Discover Psychology (Feb 2025)
A pilot study for the preliminary validation of the Negative Emotions Scale (NES)
Abstract
Abstract The classification of emotional distress has significant diagnostic and treatment implications in psychological therapy. Traditionally models of distress have favoured a unitary model of emotions where an emotional reaction is dysfunctional according to the severity of its experience. An alternative to this is the binary model of emotional distress, which deems an emotion dysfunctional on the basis of the quality of the emotion itself. This is determined by rational or irrational beliefs and behavioural drives associated with the emotion. Some research has sought to investigate the binary model. However, attempts to find support for its theoretical assumptions have been challenging, specifically including a lack of psychometrically sound measures relevant to its investigation. Accordingly, this paper aimed to address this issue by creating a new measurement scale (the Negative Emotions Scale) to provide preliminary validation of the binary model. A pilot study sample of adults (N = 108, M age = 39, Males = 26.9%, Females = 72.2%) completed the Depression, Anxiety and Stress Scale (DASS-21), the Attitudes and Beliefs Scale II (ABS-II), the Automatic Thoughts Questionnaire (ATQ), and the Negative Emotions Scale (NES).
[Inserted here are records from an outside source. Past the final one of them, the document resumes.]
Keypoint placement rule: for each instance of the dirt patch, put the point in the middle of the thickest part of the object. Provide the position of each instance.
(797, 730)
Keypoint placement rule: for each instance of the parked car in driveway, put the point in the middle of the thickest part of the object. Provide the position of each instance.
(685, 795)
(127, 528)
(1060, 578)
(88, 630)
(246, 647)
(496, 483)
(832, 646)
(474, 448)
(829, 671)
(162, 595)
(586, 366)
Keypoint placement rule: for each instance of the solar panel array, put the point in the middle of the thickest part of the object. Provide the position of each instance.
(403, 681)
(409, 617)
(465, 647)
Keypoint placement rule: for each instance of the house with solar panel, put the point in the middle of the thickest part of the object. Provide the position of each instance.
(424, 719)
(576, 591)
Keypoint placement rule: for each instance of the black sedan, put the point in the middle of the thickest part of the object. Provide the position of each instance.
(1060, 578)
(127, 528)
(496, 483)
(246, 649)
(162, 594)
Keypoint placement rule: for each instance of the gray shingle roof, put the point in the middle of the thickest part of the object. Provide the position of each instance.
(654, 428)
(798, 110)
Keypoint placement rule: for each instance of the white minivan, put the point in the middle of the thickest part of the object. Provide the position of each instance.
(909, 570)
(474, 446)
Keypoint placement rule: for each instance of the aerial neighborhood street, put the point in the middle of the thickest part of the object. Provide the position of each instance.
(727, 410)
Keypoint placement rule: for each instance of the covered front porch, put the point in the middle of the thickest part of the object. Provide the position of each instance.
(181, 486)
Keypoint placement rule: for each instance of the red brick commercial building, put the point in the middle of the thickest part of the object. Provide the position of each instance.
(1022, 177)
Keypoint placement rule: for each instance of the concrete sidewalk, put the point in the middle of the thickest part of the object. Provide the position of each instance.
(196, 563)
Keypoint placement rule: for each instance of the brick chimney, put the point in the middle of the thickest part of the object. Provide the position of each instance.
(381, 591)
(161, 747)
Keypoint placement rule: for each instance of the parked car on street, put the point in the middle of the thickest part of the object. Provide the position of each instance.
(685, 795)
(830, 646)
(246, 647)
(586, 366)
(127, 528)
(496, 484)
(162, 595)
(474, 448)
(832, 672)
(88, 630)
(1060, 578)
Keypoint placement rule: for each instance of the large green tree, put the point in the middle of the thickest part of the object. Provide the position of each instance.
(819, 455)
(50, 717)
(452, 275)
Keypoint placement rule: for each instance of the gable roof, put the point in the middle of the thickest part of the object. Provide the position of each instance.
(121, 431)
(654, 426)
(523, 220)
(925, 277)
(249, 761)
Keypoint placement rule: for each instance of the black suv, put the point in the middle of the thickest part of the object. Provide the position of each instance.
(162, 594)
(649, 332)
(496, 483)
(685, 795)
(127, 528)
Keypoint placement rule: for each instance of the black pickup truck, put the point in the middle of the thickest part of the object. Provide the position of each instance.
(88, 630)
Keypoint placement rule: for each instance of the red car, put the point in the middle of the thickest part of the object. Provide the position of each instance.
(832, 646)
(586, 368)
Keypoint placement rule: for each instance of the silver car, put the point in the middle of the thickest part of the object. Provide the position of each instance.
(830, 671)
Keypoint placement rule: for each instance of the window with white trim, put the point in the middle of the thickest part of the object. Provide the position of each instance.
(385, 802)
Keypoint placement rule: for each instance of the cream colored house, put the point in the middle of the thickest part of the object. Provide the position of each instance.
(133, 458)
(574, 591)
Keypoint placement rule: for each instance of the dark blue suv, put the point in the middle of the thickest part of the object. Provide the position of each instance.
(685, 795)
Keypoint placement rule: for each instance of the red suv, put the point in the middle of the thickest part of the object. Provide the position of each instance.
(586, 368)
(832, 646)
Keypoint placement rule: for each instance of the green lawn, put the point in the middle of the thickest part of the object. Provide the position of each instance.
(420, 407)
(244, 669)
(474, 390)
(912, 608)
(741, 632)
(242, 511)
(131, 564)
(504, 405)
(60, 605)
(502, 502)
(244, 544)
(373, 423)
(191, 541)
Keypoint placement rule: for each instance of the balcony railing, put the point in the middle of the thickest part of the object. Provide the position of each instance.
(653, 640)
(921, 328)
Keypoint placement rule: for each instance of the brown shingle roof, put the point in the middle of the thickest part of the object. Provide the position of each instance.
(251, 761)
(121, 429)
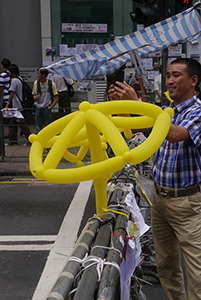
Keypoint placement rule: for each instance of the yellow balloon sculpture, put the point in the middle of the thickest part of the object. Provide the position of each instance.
(92, 127)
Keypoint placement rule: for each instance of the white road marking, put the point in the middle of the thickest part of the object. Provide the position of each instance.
(64, 242)
(45, 247)
(27, 238)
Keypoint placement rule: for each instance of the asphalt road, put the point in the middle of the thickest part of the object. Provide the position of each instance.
(34, 218)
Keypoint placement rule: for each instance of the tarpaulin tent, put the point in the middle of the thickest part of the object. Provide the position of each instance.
(104, 60)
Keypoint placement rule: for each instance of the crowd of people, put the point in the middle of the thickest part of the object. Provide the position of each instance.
(46, 94)
(176, 170)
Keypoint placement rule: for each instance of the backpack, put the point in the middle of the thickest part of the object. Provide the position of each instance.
(71, 91)
(27, 98)
(49, 87)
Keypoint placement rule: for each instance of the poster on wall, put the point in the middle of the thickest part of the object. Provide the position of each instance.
(63, 48)
(50, 51)
(147, 63)
(175, 50)
(78, 27)
(194, 50)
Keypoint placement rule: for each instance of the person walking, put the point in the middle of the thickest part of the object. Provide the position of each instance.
(62, 88)
(176, 195)
(46, 97)
(15, 101)
(5, 82)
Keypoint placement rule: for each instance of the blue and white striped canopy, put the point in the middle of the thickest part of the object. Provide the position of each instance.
(104, 60)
Exploratory factor analyses indicated adequate loading of NES items to distinguish between functional and dysfunctional emotional pairings for depression/sadness, anxiety/concern, and anger/annoyance. Differences in association between rational and irrational beliefs were not found for anger-annoyance and shame-guilt constructs. However, depression-sadness showed difference according to rationality, and concern-anxiety to irrationality. These findings indicate initial support for the binary model of distress in this pilot study. This suggests future research with more robust analysis (such as CFA) and a larger sample may enhance these findings and provide practical utility for the clinical assessment of emotional distress.